I consider the group I hang out with (IRL and online) to be pretty hard-core intelligentsia, and we spend most of our time discussing the mythological roots of names and relationships in Final Fantasy games. XD
(no subject)
Date: 2006-06-01 07:18 pm (UTC)A favourite philosopher of mine (one I quote ad nauseum) has argued that genre literature is actually the legitimate inheritor of the great novels of the past.
He argues that science fiction (dealing with the possibilities of where we're going) and spy novels (dealing with dangers of modern politics and technology) are more relevant than the "serious" novels out there that are really just experimental literary masturbation, or the author's attempt to transcribe their dull family drama onto a page.
His theory is that novels become popular because of the ideas they play with -- ideas that the public is thinking about -- and they can't be dismissed as drivel as many intellectuals do. While postmodernists no longer believe novels "say" anything, the public knows differently, and become attached to things generally because of what they're saying.
Thus a badly-written novel like The Da Vinci Code is popular because people are increasingly questioning church-received dogma, while still not willing to give up on spirituality. And the Da vinci Code represents those things. Doesn't matter that it breaks all the rules dished out in creative-writing classes.
And meanwhile, creative writing students are writing just to be writers -- they rarely have something to say. They just want to be famous.
This philosopher -- John Ralston Saul -- takes a more Jungian approach. Rather than judging, we should be asking, "What does the popularity of a novel say about us? What are the ideas we feel the need to explore right now...? why are we exploring those ideas?"
It's a worldview I've taken to heart ^_^
"I consider the group I hang out with (IRL and online) to be pretty hard-core intelligentsia, and we spend most of our time discussing the mythological roots of names and relationships in Final Fantasy games. XD"
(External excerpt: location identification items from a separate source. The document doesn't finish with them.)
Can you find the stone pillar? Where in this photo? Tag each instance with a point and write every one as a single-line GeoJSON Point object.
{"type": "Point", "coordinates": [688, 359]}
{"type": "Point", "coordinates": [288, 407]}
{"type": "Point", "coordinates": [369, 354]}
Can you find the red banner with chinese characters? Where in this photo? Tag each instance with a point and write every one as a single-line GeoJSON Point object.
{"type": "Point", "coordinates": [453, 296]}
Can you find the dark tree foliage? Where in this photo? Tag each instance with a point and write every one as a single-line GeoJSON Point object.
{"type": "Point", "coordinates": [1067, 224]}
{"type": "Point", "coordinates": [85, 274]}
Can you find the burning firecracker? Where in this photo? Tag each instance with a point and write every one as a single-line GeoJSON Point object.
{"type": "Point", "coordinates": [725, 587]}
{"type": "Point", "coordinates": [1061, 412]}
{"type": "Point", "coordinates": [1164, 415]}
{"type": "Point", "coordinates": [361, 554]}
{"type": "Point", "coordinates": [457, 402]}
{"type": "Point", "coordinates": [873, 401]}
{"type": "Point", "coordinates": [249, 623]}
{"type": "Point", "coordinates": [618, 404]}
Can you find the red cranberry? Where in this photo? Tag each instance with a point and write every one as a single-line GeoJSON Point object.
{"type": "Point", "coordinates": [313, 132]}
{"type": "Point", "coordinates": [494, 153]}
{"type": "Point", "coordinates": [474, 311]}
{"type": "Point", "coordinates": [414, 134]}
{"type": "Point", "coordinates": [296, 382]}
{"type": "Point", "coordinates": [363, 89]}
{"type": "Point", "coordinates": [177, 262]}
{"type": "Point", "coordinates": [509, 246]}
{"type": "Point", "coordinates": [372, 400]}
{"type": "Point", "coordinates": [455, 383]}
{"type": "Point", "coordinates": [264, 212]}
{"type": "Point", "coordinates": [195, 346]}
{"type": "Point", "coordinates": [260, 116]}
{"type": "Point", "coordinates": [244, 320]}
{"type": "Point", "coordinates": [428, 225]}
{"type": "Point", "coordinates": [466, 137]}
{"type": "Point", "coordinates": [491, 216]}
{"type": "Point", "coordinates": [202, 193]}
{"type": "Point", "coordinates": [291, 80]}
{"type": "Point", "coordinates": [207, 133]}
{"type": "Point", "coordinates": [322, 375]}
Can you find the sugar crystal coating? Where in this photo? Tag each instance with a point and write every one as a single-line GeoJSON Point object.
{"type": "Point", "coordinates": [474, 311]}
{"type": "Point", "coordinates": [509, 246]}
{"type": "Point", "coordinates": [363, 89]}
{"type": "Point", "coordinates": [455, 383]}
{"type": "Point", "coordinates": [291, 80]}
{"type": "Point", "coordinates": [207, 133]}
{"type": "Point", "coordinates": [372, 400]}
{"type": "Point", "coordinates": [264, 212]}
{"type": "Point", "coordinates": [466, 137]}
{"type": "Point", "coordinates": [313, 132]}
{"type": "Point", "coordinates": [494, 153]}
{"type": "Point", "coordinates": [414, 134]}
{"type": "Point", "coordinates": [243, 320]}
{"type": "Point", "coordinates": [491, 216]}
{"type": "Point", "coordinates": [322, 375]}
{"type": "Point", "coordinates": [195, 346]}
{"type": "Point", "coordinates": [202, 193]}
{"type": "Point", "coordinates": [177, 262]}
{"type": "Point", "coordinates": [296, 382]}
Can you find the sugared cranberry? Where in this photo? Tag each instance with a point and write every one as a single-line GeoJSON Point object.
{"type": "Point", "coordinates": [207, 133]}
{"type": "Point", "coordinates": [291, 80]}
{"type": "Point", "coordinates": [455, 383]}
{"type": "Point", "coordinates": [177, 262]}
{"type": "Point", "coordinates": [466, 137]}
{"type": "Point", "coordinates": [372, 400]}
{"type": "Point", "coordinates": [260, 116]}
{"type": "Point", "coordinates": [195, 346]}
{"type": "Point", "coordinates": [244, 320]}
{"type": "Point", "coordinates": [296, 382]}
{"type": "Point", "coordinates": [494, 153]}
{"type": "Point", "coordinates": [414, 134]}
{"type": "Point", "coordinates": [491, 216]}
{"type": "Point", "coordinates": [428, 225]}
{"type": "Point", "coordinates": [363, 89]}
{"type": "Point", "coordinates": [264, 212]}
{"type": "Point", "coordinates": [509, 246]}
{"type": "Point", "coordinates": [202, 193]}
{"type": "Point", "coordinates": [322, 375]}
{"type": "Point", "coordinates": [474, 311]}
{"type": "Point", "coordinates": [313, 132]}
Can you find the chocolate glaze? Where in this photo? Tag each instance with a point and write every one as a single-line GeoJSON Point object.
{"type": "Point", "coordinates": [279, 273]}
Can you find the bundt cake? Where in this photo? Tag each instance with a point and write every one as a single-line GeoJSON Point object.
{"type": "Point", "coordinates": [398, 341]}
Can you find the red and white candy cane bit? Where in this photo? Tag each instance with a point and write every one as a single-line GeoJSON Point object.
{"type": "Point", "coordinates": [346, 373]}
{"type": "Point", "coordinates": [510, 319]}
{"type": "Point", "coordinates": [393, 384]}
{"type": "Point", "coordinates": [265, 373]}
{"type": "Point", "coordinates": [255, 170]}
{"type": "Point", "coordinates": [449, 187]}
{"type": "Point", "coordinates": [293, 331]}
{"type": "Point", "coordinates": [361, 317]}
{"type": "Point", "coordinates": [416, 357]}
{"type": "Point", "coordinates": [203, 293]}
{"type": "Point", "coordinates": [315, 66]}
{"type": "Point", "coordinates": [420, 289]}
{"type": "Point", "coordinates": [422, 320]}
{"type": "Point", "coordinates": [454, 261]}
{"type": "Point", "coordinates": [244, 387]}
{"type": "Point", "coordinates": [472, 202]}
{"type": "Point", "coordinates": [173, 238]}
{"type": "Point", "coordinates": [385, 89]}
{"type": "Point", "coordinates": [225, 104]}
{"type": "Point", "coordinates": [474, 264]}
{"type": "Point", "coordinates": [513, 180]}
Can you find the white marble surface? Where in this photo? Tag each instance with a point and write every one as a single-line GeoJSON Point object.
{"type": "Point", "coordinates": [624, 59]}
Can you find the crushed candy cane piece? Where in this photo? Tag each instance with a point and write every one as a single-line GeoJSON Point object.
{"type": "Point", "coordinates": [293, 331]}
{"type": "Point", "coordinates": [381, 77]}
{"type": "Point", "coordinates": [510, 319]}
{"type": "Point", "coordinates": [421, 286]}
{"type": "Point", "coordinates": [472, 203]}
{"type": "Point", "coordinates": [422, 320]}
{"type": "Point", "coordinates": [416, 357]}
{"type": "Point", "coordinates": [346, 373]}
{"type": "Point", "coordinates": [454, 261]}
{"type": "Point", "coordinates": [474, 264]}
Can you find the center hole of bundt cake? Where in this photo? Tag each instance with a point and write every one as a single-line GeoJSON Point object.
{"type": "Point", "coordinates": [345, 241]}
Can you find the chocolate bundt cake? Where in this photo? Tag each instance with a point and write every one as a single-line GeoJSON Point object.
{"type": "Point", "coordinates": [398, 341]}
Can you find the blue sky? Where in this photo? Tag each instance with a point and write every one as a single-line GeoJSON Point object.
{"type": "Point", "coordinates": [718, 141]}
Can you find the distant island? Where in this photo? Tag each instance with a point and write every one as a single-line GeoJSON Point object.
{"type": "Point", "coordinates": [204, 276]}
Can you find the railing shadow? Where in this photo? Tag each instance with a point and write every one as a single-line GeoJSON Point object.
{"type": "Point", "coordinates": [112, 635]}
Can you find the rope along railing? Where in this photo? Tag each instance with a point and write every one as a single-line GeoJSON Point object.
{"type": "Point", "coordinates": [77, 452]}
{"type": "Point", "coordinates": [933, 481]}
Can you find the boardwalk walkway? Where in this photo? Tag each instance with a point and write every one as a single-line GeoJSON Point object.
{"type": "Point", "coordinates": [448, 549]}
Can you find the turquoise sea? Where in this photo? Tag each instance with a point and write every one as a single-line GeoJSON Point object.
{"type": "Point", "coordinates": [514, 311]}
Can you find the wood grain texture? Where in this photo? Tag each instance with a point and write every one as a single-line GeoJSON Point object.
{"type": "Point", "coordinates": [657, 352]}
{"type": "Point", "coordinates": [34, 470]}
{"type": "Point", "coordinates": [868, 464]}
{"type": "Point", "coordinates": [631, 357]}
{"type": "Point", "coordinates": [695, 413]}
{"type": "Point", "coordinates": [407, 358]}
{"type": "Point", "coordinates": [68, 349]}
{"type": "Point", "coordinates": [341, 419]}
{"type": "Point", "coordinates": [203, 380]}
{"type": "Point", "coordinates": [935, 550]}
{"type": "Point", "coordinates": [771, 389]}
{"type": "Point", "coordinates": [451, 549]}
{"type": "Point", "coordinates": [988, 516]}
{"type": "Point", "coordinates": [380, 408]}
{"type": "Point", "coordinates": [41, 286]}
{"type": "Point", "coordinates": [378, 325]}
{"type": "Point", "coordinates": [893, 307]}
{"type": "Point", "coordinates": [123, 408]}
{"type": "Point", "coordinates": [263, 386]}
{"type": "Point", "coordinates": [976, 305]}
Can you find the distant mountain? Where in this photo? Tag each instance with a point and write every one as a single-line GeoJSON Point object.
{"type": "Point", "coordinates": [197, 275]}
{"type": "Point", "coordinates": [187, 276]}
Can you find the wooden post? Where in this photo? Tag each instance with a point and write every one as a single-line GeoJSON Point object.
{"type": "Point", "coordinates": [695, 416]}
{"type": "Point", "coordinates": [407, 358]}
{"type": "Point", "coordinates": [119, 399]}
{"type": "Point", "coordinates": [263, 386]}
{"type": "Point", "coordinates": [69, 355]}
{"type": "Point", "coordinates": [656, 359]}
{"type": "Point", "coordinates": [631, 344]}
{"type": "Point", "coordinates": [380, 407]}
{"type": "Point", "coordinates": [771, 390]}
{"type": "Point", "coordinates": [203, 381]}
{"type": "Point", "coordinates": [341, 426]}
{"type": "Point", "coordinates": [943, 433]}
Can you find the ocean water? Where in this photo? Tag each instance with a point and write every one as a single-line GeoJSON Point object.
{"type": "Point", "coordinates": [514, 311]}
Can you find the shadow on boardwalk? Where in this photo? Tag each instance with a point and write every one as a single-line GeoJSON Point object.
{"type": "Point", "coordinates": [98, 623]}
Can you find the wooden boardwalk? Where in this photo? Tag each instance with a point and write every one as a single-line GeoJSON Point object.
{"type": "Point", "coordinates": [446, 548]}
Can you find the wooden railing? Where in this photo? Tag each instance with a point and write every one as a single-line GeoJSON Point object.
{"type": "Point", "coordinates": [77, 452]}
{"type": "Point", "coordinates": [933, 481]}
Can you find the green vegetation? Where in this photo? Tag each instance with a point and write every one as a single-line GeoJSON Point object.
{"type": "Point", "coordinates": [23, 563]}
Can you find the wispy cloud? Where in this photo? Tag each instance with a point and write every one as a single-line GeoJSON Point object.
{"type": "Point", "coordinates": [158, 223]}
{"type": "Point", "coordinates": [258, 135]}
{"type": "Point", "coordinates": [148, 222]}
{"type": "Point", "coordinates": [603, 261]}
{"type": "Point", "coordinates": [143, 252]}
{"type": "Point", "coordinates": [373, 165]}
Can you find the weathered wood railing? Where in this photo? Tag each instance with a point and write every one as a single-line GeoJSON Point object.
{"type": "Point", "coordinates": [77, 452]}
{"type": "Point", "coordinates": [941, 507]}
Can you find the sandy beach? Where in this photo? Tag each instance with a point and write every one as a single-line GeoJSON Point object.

I've done that. I'm actually more interested in some of the mis-translations by English translators (and sometimes the original Japanese writers). For instance, how badly the French was screwed up in Final Fantasy ix >_
(no subject)
Date: 2006-06-02 10:19 pm (UTC)I'm so glad someone else thinks Dan Brown is a poor writer. I read Angels & Demons once and thought, "Well, it would get a B+ as Internet fanfic, but a C- in any English class I ran, with a note to the effect that if I saw one more set of ellipses, I would scream." You also make me feel a lot better about the box of Doctor Who/Star Wars/Saint/Laurie R. King novels I just had to haul halfway across campus, topped off with one loose paperback novelisation of Gabriel Knight: Sins of the Father. ^_^;;
(no subject)
Date: 2006-06-01 06:29 pm (UTC)I'm actually surprised I scored as high on that as I did.